Librarian and researcher Dorothea Salo teaches an information security and privacy class that "asks students to investigate various aspects of the privacy/security situation surrounding their choice of campus-related data." Based on what they dug up, Salo requested records of her own library usage data at the University of Wisconsin, and published the dataset. It's big and detailed, goes back to 2002, and violates traditional library-patron privacy expectations. Librarian Kendra K. Levine: "The circulation data should not exist. I know it’s valuable for collection assessment but to the level of granularity tied to an individual?" Salo wrote a follow-up to "give you some idea where to go looking if you’re curious about a library’s stated practice".
posted by brainwane (29 comments total) 46 users marked this as a favorite
The author tweets: "’s a fun thing you can try:

Use these records to make up a story about how I am the ABSOLUTE WORST.

Seriously, go ahead. That’s part of the point here."
posted by brainwane at 9:15 AM on June 6, 2021

Dorothea is a treasure. (she's also MeFi's Own but I'll let her come in here and say hi if she wants). Thanks for posting this, will dig in.
posted by jessamyn at 9:31 AM on June 6, 2021 [9 favorites]

I also work for the University of Wisconsin, and thus for the state of Wisconsin. It's a given here that any use we make of state resources (e.g. any email we send from a address) is a public record. I didn't know this applied to my EZProxy requests and checkouts, but now that I know, it makes sense. If students' library records are available too, that's a different story.
posted by escabeche at 9:51 AM on June 6, 2021 [3 favorites]

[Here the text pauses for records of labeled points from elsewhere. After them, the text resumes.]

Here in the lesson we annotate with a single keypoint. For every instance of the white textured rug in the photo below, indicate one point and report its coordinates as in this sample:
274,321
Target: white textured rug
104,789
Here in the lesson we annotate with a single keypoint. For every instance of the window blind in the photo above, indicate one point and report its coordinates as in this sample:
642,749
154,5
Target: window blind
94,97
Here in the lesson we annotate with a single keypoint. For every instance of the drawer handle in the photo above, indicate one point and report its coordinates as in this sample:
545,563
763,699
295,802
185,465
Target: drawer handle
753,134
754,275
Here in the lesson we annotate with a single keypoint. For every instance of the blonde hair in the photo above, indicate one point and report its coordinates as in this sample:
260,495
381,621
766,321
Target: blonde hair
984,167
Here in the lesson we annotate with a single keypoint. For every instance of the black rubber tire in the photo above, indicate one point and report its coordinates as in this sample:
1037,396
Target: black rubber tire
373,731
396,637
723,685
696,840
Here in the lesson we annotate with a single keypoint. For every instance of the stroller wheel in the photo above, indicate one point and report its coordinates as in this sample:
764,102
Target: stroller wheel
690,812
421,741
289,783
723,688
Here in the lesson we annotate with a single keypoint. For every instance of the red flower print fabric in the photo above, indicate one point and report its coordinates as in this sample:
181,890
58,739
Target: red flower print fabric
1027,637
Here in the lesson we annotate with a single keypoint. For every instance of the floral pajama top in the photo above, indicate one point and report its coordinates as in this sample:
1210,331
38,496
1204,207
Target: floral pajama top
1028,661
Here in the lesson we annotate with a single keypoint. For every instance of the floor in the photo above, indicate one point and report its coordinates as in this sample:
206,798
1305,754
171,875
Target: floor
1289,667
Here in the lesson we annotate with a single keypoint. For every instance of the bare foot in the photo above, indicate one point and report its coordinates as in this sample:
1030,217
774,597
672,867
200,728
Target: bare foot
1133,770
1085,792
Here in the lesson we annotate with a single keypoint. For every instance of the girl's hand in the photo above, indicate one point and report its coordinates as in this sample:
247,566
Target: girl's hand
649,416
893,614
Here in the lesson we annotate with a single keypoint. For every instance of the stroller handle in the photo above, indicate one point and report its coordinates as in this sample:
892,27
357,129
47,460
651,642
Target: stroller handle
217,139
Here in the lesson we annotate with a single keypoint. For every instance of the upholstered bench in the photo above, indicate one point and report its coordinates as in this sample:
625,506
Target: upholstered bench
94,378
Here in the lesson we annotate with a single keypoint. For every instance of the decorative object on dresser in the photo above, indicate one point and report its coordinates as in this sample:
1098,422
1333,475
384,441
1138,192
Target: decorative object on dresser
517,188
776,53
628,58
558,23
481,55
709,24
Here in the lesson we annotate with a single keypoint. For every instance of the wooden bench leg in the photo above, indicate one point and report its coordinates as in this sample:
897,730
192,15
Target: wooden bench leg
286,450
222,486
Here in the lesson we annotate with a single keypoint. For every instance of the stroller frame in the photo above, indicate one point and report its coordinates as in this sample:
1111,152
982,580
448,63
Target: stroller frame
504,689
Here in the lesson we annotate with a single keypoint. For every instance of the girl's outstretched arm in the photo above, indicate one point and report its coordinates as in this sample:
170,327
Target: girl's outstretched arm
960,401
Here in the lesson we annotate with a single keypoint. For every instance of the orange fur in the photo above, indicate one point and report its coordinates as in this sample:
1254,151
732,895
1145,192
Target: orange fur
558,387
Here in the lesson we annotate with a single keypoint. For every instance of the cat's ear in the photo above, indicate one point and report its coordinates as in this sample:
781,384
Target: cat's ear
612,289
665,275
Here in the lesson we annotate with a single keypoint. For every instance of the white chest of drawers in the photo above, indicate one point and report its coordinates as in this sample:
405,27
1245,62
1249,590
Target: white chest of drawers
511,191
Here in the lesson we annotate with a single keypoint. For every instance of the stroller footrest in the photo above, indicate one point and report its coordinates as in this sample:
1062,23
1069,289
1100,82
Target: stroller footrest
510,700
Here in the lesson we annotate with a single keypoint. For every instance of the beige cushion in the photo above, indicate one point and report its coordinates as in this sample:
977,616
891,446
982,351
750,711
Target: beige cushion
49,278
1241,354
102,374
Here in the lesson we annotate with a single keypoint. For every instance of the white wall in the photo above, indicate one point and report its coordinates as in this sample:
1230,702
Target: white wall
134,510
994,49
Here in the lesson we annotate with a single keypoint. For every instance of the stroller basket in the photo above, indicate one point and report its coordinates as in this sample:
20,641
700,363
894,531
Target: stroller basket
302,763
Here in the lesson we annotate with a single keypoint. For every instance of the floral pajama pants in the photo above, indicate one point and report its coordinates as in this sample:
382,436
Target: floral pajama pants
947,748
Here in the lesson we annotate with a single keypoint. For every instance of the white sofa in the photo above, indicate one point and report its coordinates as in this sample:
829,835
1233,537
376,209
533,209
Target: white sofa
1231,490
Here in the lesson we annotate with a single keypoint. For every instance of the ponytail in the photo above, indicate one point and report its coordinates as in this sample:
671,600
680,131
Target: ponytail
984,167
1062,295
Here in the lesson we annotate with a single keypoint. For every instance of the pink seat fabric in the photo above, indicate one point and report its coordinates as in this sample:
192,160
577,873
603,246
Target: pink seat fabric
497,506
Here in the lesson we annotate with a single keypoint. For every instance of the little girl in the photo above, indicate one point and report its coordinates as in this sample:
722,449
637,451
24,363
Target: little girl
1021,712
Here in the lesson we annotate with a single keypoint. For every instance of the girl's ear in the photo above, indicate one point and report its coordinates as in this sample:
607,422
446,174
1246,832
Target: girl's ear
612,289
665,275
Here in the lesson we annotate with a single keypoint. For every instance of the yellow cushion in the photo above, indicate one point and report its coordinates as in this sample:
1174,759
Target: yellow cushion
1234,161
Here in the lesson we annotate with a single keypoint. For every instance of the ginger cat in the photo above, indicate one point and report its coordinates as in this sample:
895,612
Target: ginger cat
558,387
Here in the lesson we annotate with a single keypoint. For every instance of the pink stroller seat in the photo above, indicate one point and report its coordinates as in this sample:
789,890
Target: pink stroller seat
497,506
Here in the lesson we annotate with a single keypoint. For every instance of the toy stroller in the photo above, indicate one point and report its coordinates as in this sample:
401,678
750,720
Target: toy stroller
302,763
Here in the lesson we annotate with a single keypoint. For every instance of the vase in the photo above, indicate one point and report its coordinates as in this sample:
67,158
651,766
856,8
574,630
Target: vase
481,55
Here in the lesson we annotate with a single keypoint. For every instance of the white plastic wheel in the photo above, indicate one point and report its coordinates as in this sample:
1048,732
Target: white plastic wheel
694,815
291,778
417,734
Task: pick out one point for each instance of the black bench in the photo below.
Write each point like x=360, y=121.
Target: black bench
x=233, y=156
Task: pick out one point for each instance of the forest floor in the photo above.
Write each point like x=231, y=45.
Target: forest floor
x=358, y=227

That's interesting, escabeche. I guess that I would draw a distinction between my expectation of privacy as a university employee using university resources, which is basically that I have no expectation of privacy, and my expectation as a library patron who happens to be using an academic library. I think those are kind of distinct. If I saw a doctor through an on-campus medical clinic, I would still expect to have medical privacy, because my right to medical privacy supersedes my lack of right to workplace privacy. This is, I think, about how libraries function, not about how academic workplaces function.
posted by ArbitraryAndCapricious at 10:35 AM on June 6, 2021 [11 favorites]

Dorothea (and her students) did us all a service by doing this work, along with writing up the "how to" information to do the same at other state institutions. While libraries' commitment to privacy is strained (to breaking point) when the databases they license rat you out to publishers, aggregators (e.g. Lexis/Nexis, which has ICE contracts, too) and to the data-companies-formerly-known-as-publishers, there is no legit reason libraries shouldn't protect privacy within any databases that are under their control - like catalogs. (Though even if you scrub patron records, the vendors of catalog systems gather data; it just would be harder for local law enforcement to subpoena records from a particular institution when they can walk into the door of a library and threaten people.)
posted by zenzenobia at 11:04 AM on June 6, 2021 [2 favorites]

Appropriately, one of the titles checked out recently is Habeas data: privacy vs the rise of surveillance tech...
posted by doctornemo at 11:57 AM on June 6, 2021

Hi, all -- yes, this is me and the mentioned students were in my class this spring.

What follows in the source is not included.